The broader global context gives Seoul's timing some urgency. On-chain RWA markets reached approximately $23.6 billion in 2026 according to DefiLlama data, representing 66% growth within the year. Tokenized funds account for roughly $10.5 billion of that total, tokenized gold and commodities contribute another $6.5 billion, and tokenized equities represent approximately $4 billion more. South Korea's own tokenized securities market is projected to reach 367 trillion won (around $249 billion) by 2030, a midpoint within a broader growth window that runs from 2026 to 2033 at a compound annual rate of 22.5%.
Regional Ripple Effects
The legislation carries implications well beyond Seoul. In South Asia, Pakistan launched a regulatory sandbox in February 2026 targeting stablecoin-based trade finance, stablecoin-based supply chain finance, tokenization of trade documents, and cross-border remittances, and is planning to tokenize up to $2 billion in state assets. South Korea's framework offers a parallel model for jurisdictions still drafting their own rules. India, despite ranking first globally in crypto adoption according to Chainalysis, imposes a flat 30% tax on crypto gains as well as a separate 1% transaction levy (TDS) and has not moved toward a comprehensive digital asset law. The broader South Asian picture is uneven: Bangladesh maintains one of the most restrictive stances in the region, comparable to China's prohibition-based approach, with no near-term policy shift anticipated, while Sri Lanka's regulatory framework remains underdeveloped.

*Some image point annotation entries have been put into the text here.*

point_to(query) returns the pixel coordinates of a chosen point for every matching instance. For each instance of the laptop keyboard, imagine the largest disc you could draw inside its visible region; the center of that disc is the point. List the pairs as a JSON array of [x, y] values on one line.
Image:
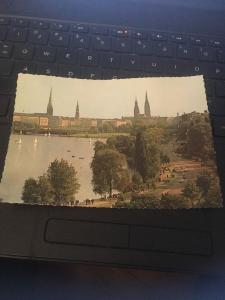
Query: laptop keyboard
[[103, 52]]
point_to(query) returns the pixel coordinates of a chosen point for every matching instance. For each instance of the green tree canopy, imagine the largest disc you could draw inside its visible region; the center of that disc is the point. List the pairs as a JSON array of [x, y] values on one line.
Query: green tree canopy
[[31, 192], [63, 179], [109, 170], [147, 158]]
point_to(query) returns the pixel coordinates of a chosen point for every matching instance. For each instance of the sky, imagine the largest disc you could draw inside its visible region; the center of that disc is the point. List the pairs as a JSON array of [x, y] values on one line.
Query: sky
[[110, 98]]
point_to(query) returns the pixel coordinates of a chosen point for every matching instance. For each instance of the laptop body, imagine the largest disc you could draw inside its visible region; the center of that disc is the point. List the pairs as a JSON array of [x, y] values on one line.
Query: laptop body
[[185, 240]]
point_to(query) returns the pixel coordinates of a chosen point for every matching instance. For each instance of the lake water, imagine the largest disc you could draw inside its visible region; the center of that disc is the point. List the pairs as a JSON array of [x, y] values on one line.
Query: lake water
[[32, 156]]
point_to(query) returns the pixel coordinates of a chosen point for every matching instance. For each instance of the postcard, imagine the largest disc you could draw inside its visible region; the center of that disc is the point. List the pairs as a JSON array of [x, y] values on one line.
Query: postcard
[[142, 143]]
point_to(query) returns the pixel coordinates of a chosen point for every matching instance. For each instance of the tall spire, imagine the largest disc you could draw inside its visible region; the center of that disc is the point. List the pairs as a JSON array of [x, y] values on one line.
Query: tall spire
[[77, 115], [136, 108], [50, 107], [147, 107]]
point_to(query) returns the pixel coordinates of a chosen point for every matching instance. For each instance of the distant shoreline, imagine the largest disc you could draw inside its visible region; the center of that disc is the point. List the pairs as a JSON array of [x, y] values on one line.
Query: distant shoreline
[[79, 135]]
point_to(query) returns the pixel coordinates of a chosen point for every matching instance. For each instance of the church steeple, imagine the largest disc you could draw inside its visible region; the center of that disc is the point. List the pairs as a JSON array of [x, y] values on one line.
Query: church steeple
[[136, 109], [77, 115], [147, 107], [50, 107]]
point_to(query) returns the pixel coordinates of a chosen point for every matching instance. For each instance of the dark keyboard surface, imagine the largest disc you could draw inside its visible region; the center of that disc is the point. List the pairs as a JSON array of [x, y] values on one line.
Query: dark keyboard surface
[[66, 49]]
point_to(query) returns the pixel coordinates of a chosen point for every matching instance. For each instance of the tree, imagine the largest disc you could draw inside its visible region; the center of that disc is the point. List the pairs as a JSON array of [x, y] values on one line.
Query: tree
[[195, 134], [164, 158], [31, 192], [203, 182], [45, 190], [191, 192], [108, 167], [125, 145], [137, 181], [147, 159], [64, 181]]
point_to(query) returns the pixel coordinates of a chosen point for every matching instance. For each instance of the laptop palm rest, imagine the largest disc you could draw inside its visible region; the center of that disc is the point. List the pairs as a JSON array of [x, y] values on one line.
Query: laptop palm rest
[[132, 237]]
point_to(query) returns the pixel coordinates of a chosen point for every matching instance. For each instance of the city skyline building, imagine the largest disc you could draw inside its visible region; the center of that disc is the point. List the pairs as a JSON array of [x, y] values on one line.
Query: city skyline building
[[50, 106]]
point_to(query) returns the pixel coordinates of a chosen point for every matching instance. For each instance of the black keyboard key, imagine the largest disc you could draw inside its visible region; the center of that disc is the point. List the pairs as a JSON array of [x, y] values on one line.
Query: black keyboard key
[[178, 38], [220, 88], [6, 67], [101, 30], [66, 56], [3, 32], [219, 126], [216, 43], [80, 40], [88, 59], [38, 36], [25, 67], [4, 104], [176, 67], [198, 41], [153, 65], [206, 53], [111, 61], [7, 86], [109, 74], [59, 39], [47, 69], [186, 52], [196, 68], [91, 73], [60, 26], [121, 45], [143, 47], [39, 24], [216, 106], [158, 36], [127, 74], [164, 49], [20, 22], [210, 87], [101, 43], [80, 28], [221, 56], [121, 32], [46, 54], [5, 50], [216, 71], [131, 62], [17, 34], [24, 52], [68, 71], [140, 34], [4, 21]]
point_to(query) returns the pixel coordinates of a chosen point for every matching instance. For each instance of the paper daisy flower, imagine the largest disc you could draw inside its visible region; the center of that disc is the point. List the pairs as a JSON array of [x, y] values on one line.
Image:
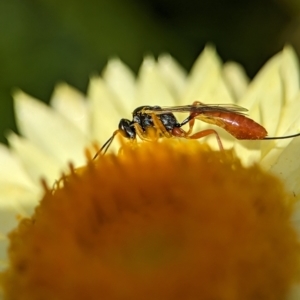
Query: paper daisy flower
[[53, 136], [168, 220]]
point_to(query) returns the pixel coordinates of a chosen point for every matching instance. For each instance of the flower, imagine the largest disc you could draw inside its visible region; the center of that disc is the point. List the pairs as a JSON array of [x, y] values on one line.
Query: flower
[[170, 220], [52, 136]]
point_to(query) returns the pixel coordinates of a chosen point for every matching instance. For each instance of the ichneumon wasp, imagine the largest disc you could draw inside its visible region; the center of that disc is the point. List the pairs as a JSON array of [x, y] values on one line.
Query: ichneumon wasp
[[230, 117]]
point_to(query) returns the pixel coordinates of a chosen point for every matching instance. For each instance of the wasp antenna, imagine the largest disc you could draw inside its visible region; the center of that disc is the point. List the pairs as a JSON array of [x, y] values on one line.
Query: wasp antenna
[[106, 145], [281, 137]]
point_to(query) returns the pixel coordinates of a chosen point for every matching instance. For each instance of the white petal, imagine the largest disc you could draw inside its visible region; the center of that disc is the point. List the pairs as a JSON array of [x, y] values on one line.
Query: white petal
[[263, 86], [72, 105], [3, 255], [151, 89], [121, 80], [11, 170], [35, 161], [290, 118], [173, 75], [289, 70], [19, 199], [47, 129], [294, 293], [288, 162], [236, 79], [205, 82], [104, 114]]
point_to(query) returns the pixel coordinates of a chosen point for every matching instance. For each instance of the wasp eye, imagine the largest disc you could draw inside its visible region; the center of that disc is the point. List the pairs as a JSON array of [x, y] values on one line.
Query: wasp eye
[[128, 131]]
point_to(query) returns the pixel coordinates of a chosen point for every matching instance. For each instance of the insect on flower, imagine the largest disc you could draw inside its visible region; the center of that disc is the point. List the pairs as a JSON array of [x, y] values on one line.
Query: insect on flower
[[230, 117]]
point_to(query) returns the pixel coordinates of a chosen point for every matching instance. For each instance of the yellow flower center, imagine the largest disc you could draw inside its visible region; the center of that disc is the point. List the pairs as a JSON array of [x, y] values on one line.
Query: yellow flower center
[[169, 220]]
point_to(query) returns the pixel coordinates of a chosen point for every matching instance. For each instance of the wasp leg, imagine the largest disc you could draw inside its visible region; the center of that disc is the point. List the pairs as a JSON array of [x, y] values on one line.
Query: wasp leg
[[203, 133], [161, 129], [191, 119]]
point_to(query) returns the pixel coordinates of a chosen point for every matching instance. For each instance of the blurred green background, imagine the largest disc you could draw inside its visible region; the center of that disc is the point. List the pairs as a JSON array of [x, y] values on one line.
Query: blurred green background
[[43, 42]]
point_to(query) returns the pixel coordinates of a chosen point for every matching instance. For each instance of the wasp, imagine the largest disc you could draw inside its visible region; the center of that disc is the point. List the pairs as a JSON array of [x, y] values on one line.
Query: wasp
[[230, 117]]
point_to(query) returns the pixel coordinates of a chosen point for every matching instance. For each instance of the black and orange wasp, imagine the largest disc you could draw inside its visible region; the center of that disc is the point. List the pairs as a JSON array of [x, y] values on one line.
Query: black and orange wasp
[[230, 117]]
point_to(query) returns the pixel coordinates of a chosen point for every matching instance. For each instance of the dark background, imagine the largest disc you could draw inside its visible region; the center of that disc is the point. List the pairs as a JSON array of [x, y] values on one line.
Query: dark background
[[43, 42]]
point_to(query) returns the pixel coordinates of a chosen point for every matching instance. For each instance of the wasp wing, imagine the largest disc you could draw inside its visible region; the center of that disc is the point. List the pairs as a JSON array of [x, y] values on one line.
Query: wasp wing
[[197, 108]]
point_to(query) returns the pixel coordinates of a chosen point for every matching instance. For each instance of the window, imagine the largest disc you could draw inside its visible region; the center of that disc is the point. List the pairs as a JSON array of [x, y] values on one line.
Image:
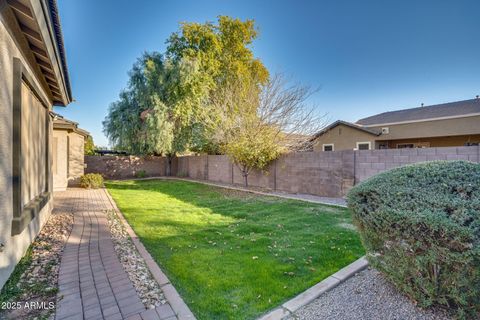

In sub-Saharan Africa, where on-chain transaction volume exceeded $205 billion between July 2024 and June 2025 (a 52% year-over-year increase), stablecoins function as a primary tool for remittances and trade settlement. A regional adoption of South Korea's yield ban would have direct consequences for those use cases, particularly in markets where yield-bearing stablecoins have emerged as alternatives to conventional banking. Several African jurisdictions have already moved to formalize their approaches: Nigeria has classified digital assets as securities, Kenya has established a KES 500 million minimum capital requirement for stablecoin issuers, and South Africa has emerged as part of a leading regulatory bloc on the continent.
DABA is expected to receive a final vote before the end of 2026. If passed as written, it would give South Korea a comprehensive legal framework covering stablecoin issuance, security token markets, and digital asset operator liability, including a no-fault liability provision that allows users to seek compensation for losses even without proving negligence on the part of an operator.